This paper presents an experimental study of concrete at meso-scale (aggregates, macro-pores and mortar matrix) in order to get a better understanding of the local failure mechanisms known to drive the macroscopic mechanical behaviour of the material. The main originality comes from conducting in-situ X-ray mechanical tests on micro-concrete samples of realistic composition (including cement, sand, aggregates and water), under uniaxial compression and, for the first time, under triaxial compression at 5 MPa, 10 MPa and 15 MPa confining pressures. A timeseries analysis of the set of 3D images coming from each test allows for the measurement of the 3D kinematic fields (displacement and strain fields) throughout the experiments. The different failure patterns observed for each loading path are discussed, along with a quantification of the 3D fracturing processes at the scale of the largest heterogeneities (aggregates and macro-pores). With an increasing level of confinement, the transition from brittle to ductile response is observed, as well as an increase of the strength of the material. The pronounced impact of the meso-scale heterogeneities of concrete on their local failure mechanisms is highlighted. It is shown that strain localisation mainly originates between aggregates and mortar matrix, with the shape and location of the largest aggregates and macro-pores essentially driving the propagation of the cracking network.

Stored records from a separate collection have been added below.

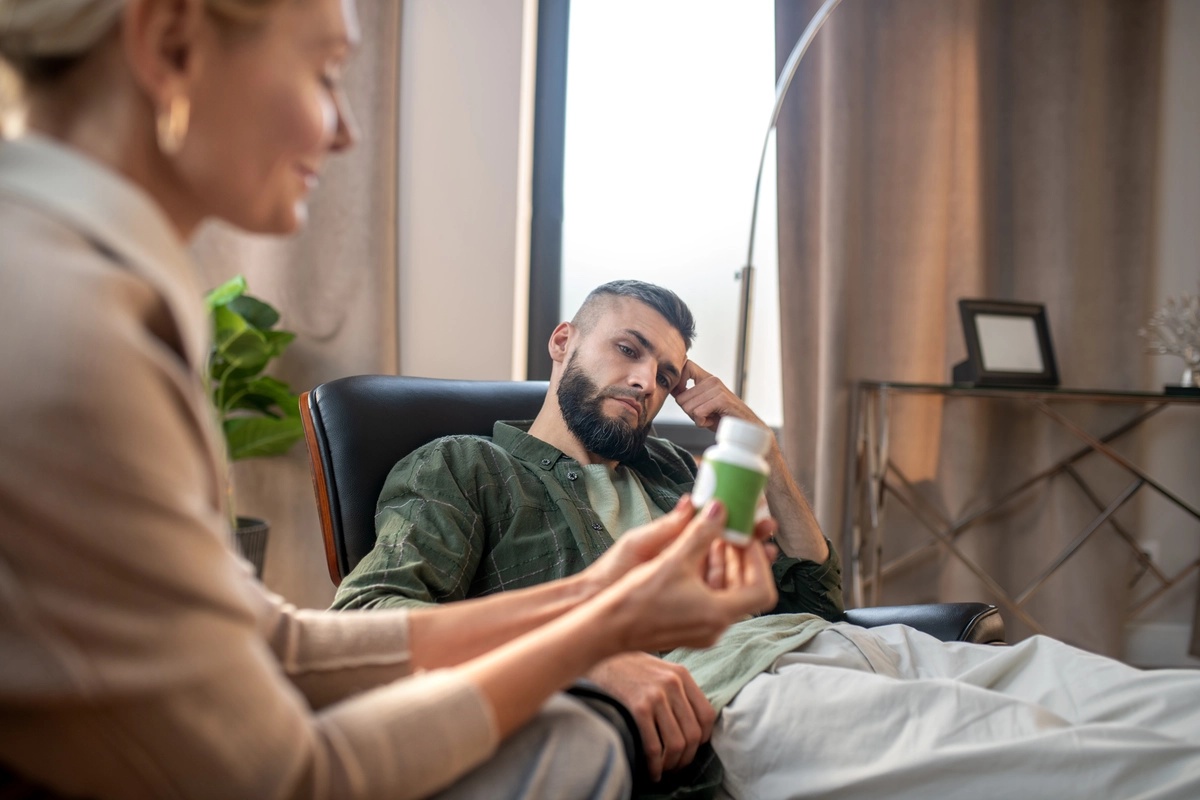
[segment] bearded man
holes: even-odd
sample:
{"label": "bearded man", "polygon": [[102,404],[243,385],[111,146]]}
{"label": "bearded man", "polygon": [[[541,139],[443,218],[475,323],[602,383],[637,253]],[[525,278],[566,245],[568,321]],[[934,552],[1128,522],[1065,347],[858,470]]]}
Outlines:
{"label": "bearded man", "polygon": [[[688,360],[694,337],[690,309],[668,289],[616,281],[593,290],[550,337],[553,371],[535,420],[497,422],[491,439],[448,437],[396,465],[379,499],[376,548],[342,582],[335,608],[448,602],[566,577],[674,507],[696,465],[648,435],[668,396],[713,431],[725,415],[763,425]],[[838,557],[778,444],[768,462],[782,551],[775,612],[834,619]],[[816,621],[799,628],[815,631]],[[712,733],[714,692],[680,664],[628,654],[589,676],[632,711],[654,777],[691,763]]]}
{"label": "bearded man", "polygon": [[[694,332],[666,289],[595,289],[551,335],[535,420],[499,422],[491,439],[440,439],[396,465],[376,548],[336,606],[446,602],[562,578],[670,510],[696,467],[647,435],[667,395],[706,428],[725,415],[761,425],[686,360]],[[662,778],[652,789],[1200,796],[1200,673],[1141,672],[1046,637],[995,648],[832,622],[842,610],[838,557],[778,444],[768,462],[778,522],[767,527],[778,524],[782,551],[775,613],[736,622],[707,650],[626,654],[590,673],[634,714],[650,777]]]}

本文介绍了中尺度混凝土（骨料、大孔和砂浆基质）的实验研究，以便更好地了解已知驱动材料宏观力学行为的局部破坏机制。主要原创来自于现场进行在单轴压缩和首次在 5 MPa、10 MPa 和 15 MPa 围压下三轴压缩下，对真实成分（包括水泥、沙子、骨料和水）的微型混凝土样品进行 X 射线力学测试。对来自每个测试的一组 3D 图像的时间序列分析允许在整个实验中测量 3D 运动场（位移和应变场）。讨论了针对每个加载路径观察到的不同故障模式，以及在最大非均质性（骨料和大孔隙）尺度上对 3D 压裂过程进行量化。随着约束水平的增加，观察到从脆性响应到延性响应的转变，以及材料强度的增加。强调了混凝土的中尺度异质性对其局部破坏机制的显着影响。结果表明，应变局部化主要起源于骨料和砂浆基质之间，最大骨料和大孔隙的形状和位置基本上驱动了裂缝网络的传播。